手を洗って、通りへ戻る。
 そして、目に飛び込んできた光景に愕然とした。
 修学旅行ということで少し浮かれていたとは思うが、幻覚を見るほど楽しい頭は持っていない。
 
 私は、木造の家が立ち並ぶ通りの真ん中に立っていた。
 
 さっきまでは昼で太陽が地面を照りつけていたのに、どういうわけか辺りは暗く、上を見上げれば月が出ている。
 電気のついている家はひとつも無く、静まりかえっていた。
 足を一歩踏み出して気づく。足元にあるのは灰色の無機物ではなく茶色い土。

 まったく状況が掴めない。
 
 とりあえず動くことにしたが、歩けど歩けど同じような通りが続く。まがりなりにも運動部の自分だが、流石に疲れてきた。
 どこからか野良犬の吠える声が聞こえる。

「何で真っ暗なの……」

 今どき真夜中でも電気がついている家は多い。そうでなくとも街灯の一つや二つあっても良いはずだ。
 不気味。その一言に尽きる。

 ふと、どこからか生臭い、血のような匂いが漂ってきた。
 匂いはどんどん近づいてくる。
 なんとなくここにいたらまずいような気がして、あたりを見回す。

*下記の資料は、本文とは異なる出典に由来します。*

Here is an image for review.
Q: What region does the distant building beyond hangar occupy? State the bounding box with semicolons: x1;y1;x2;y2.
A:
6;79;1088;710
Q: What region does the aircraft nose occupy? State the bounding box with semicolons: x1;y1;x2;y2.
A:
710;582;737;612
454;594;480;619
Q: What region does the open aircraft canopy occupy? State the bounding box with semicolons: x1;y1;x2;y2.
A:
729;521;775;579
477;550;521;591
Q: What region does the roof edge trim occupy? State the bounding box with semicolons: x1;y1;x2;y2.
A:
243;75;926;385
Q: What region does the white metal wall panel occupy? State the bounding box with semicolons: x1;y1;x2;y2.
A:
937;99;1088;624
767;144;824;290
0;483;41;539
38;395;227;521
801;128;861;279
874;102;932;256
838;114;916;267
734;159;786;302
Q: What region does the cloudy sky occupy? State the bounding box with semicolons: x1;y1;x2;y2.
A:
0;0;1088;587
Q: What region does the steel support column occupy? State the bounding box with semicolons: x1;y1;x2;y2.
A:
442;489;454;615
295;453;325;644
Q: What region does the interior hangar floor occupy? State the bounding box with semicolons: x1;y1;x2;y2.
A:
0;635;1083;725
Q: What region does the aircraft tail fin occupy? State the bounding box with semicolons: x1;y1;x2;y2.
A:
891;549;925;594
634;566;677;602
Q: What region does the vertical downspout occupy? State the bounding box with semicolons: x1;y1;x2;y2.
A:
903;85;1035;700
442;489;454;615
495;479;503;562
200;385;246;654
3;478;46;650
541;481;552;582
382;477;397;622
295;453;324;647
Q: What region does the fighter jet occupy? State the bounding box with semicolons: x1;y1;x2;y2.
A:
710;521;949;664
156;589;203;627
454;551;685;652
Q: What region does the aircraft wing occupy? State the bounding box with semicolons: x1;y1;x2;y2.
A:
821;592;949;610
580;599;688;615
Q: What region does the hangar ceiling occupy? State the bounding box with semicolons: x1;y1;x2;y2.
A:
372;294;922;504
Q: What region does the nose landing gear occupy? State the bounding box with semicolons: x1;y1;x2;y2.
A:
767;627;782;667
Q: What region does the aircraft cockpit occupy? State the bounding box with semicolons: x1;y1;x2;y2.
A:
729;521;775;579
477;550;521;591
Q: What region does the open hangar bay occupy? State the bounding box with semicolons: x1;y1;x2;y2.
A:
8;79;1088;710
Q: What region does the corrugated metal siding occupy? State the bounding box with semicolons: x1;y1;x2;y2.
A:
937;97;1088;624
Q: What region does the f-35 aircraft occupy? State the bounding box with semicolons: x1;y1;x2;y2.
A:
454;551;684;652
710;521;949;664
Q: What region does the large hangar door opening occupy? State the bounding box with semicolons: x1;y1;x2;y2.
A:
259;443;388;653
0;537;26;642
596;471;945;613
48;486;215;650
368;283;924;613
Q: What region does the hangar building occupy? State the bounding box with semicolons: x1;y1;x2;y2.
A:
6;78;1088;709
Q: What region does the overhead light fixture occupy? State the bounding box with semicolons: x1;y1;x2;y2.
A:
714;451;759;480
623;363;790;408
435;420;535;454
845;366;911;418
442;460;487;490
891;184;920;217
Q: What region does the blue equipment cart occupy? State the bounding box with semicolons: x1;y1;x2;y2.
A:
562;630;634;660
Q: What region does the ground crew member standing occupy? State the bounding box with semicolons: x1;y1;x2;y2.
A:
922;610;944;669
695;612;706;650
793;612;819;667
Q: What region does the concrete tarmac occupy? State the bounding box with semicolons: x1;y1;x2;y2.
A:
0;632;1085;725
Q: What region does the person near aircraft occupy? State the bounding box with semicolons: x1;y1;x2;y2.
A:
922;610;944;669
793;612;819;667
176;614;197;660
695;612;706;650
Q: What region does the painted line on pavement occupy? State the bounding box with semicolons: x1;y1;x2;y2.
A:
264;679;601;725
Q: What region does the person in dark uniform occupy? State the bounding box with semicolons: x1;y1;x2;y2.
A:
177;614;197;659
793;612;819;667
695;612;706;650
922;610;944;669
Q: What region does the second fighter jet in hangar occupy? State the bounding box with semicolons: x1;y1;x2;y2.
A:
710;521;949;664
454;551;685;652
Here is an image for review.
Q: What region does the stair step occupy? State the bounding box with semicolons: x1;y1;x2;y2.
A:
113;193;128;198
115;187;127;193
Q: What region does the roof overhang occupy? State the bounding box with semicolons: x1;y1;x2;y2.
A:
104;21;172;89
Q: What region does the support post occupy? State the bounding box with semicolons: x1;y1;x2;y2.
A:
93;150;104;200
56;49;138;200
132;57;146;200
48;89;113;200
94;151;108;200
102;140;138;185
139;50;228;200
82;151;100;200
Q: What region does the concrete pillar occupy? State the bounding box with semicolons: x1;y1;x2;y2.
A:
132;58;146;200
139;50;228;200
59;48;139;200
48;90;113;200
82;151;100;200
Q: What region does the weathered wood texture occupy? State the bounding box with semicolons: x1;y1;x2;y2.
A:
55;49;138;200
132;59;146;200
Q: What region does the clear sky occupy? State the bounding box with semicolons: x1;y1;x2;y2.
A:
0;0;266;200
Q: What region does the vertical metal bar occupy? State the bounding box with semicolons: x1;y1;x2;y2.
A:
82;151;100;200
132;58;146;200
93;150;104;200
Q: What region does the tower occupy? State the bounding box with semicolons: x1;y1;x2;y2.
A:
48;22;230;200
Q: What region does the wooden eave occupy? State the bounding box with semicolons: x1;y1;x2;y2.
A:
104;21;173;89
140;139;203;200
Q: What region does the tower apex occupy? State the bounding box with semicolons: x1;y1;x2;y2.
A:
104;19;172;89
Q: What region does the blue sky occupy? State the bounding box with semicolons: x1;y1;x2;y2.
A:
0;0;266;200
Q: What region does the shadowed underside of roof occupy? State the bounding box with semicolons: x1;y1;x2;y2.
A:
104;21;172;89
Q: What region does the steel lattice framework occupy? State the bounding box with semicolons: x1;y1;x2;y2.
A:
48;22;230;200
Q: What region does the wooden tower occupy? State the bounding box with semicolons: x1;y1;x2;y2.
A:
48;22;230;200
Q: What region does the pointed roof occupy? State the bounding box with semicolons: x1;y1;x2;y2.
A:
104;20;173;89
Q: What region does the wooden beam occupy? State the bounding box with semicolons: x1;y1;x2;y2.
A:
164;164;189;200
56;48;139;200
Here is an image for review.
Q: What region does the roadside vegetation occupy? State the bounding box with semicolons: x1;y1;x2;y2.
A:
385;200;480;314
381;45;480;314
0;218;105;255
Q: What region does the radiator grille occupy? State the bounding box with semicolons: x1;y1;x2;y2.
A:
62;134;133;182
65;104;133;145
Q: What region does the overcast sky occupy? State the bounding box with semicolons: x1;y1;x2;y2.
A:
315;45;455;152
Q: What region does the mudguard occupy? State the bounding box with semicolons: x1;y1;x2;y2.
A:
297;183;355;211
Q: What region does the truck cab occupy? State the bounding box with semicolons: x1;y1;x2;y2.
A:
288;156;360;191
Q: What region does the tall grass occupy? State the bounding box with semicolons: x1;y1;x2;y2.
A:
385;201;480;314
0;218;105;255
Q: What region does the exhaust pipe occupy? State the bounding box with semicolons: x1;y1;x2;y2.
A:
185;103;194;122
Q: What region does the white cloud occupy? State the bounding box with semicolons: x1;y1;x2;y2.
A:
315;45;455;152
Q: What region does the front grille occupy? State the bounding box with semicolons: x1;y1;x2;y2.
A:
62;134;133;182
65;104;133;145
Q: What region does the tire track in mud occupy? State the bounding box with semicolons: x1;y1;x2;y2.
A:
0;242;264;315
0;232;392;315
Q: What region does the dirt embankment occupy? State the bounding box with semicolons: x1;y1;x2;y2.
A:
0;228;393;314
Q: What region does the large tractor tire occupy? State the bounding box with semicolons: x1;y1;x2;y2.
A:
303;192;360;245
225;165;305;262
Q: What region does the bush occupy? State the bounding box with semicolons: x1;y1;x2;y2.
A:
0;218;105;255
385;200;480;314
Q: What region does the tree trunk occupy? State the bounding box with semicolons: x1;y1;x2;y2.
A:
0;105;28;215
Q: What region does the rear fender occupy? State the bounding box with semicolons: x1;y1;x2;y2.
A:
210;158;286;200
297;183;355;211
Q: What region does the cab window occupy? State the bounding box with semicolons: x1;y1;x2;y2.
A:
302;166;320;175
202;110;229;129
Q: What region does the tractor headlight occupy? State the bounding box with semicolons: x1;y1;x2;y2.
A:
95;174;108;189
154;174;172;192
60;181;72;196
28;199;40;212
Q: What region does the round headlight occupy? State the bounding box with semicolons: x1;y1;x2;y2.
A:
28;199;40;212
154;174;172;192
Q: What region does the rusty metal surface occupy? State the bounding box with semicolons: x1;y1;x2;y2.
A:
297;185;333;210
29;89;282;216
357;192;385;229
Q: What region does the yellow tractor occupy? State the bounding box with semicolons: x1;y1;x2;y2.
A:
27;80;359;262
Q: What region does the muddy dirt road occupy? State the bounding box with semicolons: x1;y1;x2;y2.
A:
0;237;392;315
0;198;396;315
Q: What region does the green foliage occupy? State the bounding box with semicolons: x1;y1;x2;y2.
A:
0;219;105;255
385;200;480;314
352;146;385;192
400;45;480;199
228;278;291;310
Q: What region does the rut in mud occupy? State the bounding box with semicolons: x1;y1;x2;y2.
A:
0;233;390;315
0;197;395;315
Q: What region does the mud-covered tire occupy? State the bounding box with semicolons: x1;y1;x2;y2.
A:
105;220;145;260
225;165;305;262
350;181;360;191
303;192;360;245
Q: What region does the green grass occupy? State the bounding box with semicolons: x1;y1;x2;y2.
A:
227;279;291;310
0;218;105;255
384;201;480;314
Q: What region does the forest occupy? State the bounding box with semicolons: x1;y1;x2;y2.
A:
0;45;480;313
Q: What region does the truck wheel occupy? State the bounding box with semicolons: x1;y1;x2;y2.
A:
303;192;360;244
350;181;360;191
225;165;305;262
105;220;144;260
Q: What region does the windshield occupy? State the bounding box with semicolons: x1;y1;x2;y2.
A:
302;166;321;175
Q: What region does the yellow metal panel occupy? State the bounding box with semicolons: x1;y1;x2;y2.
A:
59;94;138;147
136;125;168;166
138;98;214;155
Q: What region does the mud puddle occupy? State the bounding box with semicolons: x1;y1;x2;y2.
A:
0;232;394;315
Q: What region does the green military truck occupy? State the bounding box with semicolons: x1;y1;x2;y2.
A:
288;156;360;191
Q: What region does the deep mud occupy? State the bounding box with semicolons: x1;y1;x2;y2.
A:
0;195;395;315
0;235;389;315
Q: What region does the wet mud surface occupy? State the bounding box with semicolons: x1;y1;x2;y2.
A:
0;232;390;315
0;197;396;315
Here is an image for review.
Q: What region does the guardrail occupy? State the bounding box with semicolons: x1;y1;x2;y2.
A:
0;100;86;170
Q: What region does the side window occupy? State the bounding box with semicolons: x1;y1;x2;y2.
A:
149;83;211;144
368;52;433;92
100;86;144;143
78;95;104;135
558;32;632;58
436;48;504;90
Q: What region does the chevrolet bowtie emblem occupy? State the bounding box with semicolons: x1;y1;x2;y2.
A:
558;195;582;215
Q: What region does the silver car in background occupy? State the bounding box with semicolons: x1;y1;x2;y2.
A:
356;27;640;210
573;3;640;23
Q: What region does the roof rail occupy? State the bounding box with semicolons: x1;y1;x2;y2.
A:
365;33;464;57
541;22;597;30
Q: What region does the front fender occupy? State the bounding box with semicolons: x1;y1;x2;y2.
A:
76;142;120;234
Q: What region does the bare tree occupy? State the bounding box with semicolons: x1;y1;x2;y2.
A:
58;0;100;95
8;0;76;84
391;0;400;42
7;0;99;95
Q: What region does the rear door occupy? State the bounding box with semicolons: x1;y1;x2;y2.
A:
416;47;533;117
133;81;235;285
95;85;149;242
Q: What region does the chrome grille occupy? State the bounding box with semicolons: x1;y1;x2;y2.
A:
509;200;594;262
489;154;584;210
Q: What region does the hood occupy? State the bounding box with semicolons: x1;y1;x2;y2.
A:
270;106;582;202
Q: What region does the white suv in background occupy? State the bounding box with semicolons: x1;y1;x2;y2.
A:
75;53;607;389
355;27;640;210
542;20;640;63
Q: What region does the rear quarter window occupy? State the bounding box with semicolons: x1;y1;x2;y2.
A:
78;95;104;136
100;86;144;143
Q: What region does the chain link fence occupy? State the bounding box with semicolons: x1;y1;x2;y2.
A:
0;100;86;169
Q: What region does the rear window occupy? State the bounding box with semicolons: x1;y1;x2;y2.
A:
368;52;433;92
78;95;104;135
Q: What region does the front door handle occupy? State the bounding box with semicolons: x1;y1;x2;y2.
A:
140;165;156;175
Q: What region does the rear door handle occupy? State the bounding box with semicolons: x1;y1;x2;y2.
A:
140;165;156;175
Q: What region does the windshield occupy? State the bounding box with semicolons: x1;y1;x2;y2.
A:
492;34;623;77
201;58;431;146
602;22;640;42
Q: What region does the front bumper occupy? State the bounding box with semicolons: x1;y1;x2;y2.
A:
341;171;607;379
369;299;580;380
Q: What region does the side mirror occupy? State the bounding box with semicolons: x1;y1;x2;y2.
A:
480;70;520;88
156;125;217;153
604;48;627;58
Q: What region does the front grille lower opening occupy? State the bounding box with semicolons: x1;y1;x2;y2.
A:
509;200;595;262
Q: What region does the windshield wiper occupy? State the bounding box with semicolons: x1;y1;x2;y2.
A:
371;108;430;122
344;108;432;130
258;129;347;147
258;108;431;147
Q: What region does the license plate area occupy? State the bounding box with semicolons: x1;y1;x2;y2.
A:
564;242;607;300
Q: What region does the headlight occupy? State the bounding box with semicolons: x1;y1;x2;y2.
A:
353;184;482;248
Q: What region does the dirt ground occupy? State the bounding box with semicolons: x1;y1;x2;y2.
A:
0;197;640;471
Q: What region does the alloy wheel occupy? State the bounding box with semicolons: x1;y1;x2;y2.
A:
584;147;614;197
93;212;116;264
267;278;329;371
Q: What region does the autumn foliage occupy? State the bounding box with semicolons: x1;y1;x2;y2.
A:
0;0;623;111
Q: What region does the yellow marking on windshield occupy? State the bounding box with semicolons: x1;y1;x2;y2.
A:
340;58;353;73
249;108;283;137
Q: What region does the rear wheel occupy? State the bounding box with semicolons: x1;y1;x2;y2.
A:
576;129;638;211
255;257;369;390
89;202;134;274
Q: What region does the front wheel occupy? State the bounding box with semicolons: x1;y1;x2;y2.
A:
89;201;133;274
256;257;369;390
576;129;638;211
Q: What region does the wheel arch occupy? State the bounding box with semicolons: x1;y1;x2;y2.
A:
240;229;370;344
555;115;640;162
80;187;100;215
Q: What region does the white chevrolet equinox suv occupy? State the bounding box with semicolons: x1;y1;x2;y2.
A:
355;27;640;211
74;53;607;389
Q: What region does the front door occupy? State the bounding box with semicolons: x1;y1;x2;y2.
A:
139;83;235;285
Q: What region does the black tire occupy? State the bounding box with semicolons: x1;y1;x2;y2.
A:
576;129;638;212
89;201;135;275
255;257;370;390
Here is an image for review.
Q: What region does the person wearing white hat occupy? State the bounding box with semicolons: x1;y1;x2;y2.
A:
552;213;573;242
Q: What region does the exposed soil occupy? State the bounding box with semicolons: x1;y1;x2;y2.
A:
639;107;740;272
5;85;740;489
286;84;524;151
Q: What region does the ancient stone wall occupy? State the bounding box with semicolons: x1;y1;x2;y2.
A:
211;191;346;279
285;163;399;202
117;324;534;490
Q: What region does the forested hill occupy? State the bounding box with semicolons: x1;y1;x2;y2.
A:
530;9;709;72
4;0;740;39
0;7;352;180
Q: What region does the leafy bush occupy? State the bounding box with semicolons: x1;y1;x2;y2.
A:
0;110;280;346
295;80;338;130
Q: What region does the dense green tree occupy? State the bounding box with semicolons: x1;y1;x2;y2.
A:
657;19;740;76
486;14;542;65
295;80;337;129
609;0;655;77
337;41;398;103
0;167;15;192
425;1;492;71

その間にも匂いはどんどん近づいてくる。
 匂いが近づくにつれ足音まで聞こえてきた。

『……ぐちゃっ』
「!?」

 あまりの不快音に、思わず音のした方を見る。
 そこには、

「ひゃはははは、はは! 血ぃ! 血だぁッ」

 白髪に水色の羽織を着た化け物が、何かを、……あまり考えたくない何かを、めった刺しにしている。
 その光景は、若干17歳の悠には少し刺激が強すぎた。

「な、に……気持ち悪……、うっ」

 吐き気を覚えてその場にうずくまる。それがいけなかった。

「あァ……? 女、女がいるぜえ!! 女の血ーっ!」

 化け物が全速力でこちらに向かってくる。うずくまっていた悠はすぐに逃げられない。
 慌てて立ち上がったが、時既に遅し。化け物が血で真っ赤に染まった刀を振り上げていた。

 真紅の瞳と目が合う。

「ら……せ、つ……?」

 真紅の瞳と白髪。どこかで見たことあるような……。

「は、薄桜鬼!!」
「ア……?」

 突然大声をあげた私に驚いたのか、羅刹は動きを止める。

(今のうち!)

 震えて思うように動かない足を無理やり立たせ、転びそうになりながらも必死に駆け出した。背中のリュックがかなり邪魔だが、下ろしている場合じゃない。
 赤い目で刀を振り回す人間なんて、現代にいるはずがない。何故かわからないけど、私はトリップしてしまったということか。
 薄桜鬼の世界に来れたのなら嬉しいことこの上ない。
 でも、

(もっと平和にトリップしたかった……!)

「ひゃはっ! ひゃはは!」

 色々考えているうちに羅刹はすぐ後ろまで迫っていた。しかも数が増えている。

「も、むり……」

 限界がきた足はガクガクと揺れ、もつれる。悠の体はそのまま前方に倒れた。

(……地面にぶつからない?)

 倒れる時間がやけに長い。下方から、水の音がする。

(まさか……うそ、)

ドボンッ

 清々しい音をたてて、悠は水の中に沈んでいく。
 白髪が去ったのを水中で確認し、ゆっくりと息を吐いた。
 空気の泡がゆらゆらと昇っていくのを最後に見て、悠は意識を手放した。